The pink establishment stresses a cure that follows early detection and treatment. Dr. Susan Love, a prominent longtime protester, lambastes that the “slash, burn, and poison” modalities still prevail, and the film scrutinizes how these approaches benefit the corporations that produce the drugs and equipment and serve on the pink organizations’ boards. That prevention and cause are ignored is hammered again and again, especially when evidence points to chemicals in the environment, workplaces, or, pointedly, in the products the corporate partners sell, including cosmetics. (Not discussed are genetic factors, even with all the controversies around genetic testing and prophylactic surgery.) So it was ironic that Komen’s priority for mammograms got the organization into hot water earlier this year when it became known they would no longer give Planned Parenthood grants to provide screening for low-income women, and then had to backtrack due to public pressure.

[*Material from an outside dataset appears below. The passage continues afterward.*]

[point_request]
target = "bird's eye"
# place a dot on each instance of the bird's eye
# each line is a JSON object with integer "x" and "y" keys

The storm also brought attention to Komen’s close connections to Republican policies, though this documentary over-emphasizes that genesis, from the specifics of Brinker’s position in the Bush administration (ambassador to Hungary) to general blame for the privatization of health philanthropy. Some of that criticism seems to reflect the Canadian filmmakers’ preference for government funding, but that was also the goal of the first woman to make handmade peach-colored ribbons as a lobbying device, Charlotte Haley. She refused to let Lauder’s foundation use the image for its vague priorities of “connect, communicate, and conquer.” They switched to pink, though there’s no mention here that a color seen as ultra-feminine makes it that much more difficult for men with breast cancer to be recognized.

Among the array of face-the-camera interviews that effectively capture personalities and positions, the righteous anger of Barbara Brenner, of Breast Cancer Action, is a poignant tribute to her legacy of activism as she since developed ALS and can no longer speak. But her and others’ sneering at how little money is raised at all the beribboned events and from what they call “pink washed” products are familiar accusations at sponsored philanthropy going back to the Live Aid concerts in 1985. (The montage of ads, items, and partners is staggering, particularly the unhealthy, such as KFC, and the incongruous ones, like Ford Mustang and NFL players.)

As a development professional for over two decades, I see a woeful gap in not interviewing fundraisers about the context of administrative mechanics, the huge overhead costs of charity events, and how money is raised from participants, and not just through fees but subsequent solicitations. Even the organizations critical of the pink hegemony are non-profits that have to use similar fundraising techniques. Pink Ribbons, Inc. makes a convincing case that the best use of your charitable dollar is to contribute directly to an organization and not through an event or product purchase, certainly not a pink one.